Is AI going to be the superior race, enslaving humans at its will? Not anytime soon…
Who doesn´t love stories of AI solving amazing problems? We watched in awe as IBM´s Watson beat all the Jeopardy savants. Google‘s DeepMind mastered the world’s most complex board game, Go. And this past holiday, didn‘t we all run out to buy Amazon‘s Alexa.
With all these advances, it is easy to start believing in science fiction. We are imagining an exciting world where virtually everything around us is equipped with AI. At the same time, we worry if our invention will spell out the end of humanity. What if the AI develops a self? Will the AI will seek to rule the world?
Although it is good to keep a healthy skepticism, this fear is baseless. I am not going to say that someday we will mathematically the solve the problem and create self-aware machines. But I truly believe we are very far away from that today.
AI is defined as follows:
“ The capability of a machine to imitate intelligent human behavior.“
- Miriam-Webster Dictionary
Why are we so fascinated with AI today? AI has tremendous marketing value. It is a vision of automation that has a face. We can identify with the technology. It is humanized. Everyone can take part in theorizing what it will do, because it is basically everything we do. No one needs to dig into complicated theory to get it. It is palatable to everyone.
Marketers and scientists alike have tried several times to get AI off the ground. This is not a new trend. AI has seen boons and busts. AI research started in the 1950s with all the fury and excitement we see today. In the mid-1970s researchers realized they were very far off from solving some critical problems and people lost interest in the field. This has been dubbed the AI winter era.
Even though the interest in AI lost some ground in the 70s most of the subfields kept advancing through the eighties and nineties, such as pattern recognition, natural language processing and expert systems. During that time, you wouldn‘t take a class in Artificial Intelligence, you would sign up for a neural network or pattern recognition class. People stayed away from using the AI word fearing it would get overhyped again.
At the start of the 21st century AI started gaining ground again. I believe advances in natural language processing is what did the trick. The fact that you could talk to Apple’s Siri and she understood you and responded intelligently made a huge leap in AIs marketing value. People gave Siri slack if she was not always right or didn’t always “get that”. They rightfully assumed that she would just get better at it. Siri was released 5 years ago. Even though we have seen advances in natural language recognition since, we are not close to having a seamless conversation with a machine today.

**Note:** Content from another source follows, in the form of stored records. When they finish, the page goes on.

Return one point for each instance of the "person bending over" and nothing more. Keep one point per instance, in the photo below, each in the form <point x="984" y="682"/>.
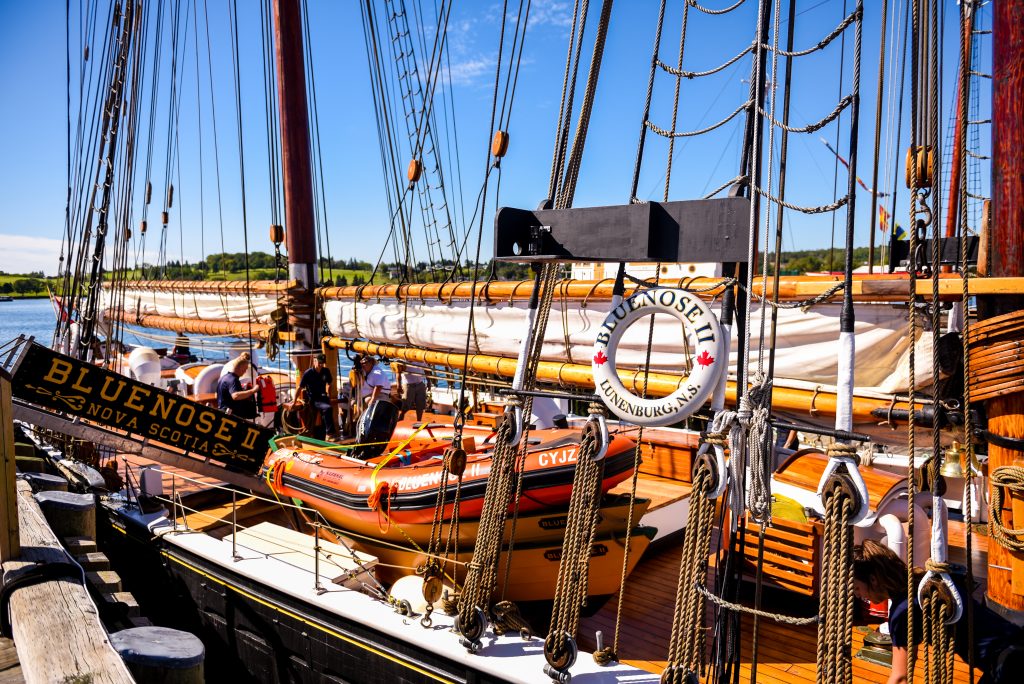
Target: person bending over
<point x="375" y="383"/>
<point x="315" y="383"/>
<point x="880" y="574"/>
<point x="231" y="396"/>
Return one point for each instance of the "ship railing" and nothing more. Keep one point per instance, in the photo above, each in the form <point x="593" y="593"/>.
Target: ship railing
<point x="180" y="509"/>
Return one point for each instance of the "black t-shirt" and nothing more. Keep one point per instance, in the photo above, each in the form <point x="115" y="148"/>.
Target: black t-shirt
<point x="228" y="384"/>
<point x="991" y="633"/>
<point x="315" y="382"/>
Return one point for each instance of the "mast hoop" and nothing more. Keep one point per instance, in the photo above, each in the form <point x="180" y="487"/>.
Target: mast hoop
<point x="711" y="354"/>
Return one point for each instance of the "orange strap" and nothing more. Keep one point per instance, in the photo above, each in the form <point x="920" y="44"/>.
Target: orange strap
<point x="380" y="501"/>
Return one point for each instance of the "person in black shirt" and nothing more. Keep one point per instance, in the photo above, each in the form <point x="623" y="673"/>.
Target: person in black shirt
<point x="315" y="383"/>
<point x="231" y="396"/>
<point x="880" y="574"/>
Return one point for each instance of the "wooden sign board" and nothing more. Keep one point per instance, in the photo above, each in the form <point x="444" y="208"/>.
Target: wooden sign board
<point x="54" y="381"/>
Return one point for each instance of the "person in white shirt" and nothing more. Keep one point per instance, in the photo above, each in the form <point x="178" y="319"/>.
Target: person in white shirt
<point x="375" y="383"/>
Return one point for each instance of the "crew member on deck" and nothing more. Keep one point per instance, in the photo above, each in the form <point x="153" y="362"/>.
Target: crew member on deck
<point x="414" y="385"/>
<point x="375" y="383"/>
<point x="880" y="574"/>
<point x="315" y="381"/>
<point x="231" y="396"/>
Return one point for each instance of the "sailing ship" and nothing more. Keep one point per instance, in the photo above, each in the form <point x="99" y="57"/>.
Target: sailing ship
<point x="285" y="591"/>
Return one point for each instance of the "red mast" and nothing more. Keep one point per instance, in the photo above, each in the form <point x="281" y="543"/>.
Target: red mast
<point x="1006" y="414"/>
<point x="296" y="167"/>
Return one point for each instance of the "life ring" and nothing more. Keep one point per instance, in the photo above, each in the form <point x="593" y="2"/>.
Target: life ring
<point x="711" y="356"/>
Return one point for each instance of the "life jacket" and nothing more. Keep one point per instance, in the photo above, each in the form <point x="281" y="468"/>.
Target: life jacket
<point x="266" y="397"/>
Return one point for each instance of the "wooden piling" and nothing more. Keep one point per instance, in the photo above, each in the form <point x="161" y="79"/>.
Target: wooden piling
<point x="54" y="624"/>
<point x="161" y="655"/>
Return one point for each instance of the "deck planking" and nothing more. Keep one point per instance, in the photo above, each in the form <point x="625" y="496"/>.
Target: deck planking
<point x="785" y="654"/>
<point x="10" y="667"/>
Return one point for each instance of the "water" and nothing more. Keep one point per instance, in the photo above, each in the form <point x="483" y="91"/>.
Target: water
<point x="27" y="316"/>
<point x="36" y="317"/>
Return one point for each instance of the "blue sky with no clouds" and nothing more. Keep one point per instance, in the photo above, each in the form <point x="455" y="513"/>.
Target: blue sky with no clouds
<point x="34" y="118"/>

In order for AI not to get overhyped, we need to deliver innovation frequently, advancing the field and bringing it to the common consumer. This AI boon might become a permanent one and not end in another AI winter. Most of the strongest technology companies have a serious AI play and see it as an important part of our future. But we have to remember that this is a long-term strategy. Even though we live in a fast-paced world, we’re not going to see a dramatic change in AI every year.
AI is a marathon, not a sprint. So let’s put our science fiction thoughts aside and perhaps worry more about why it is feels like spring in February in New York city.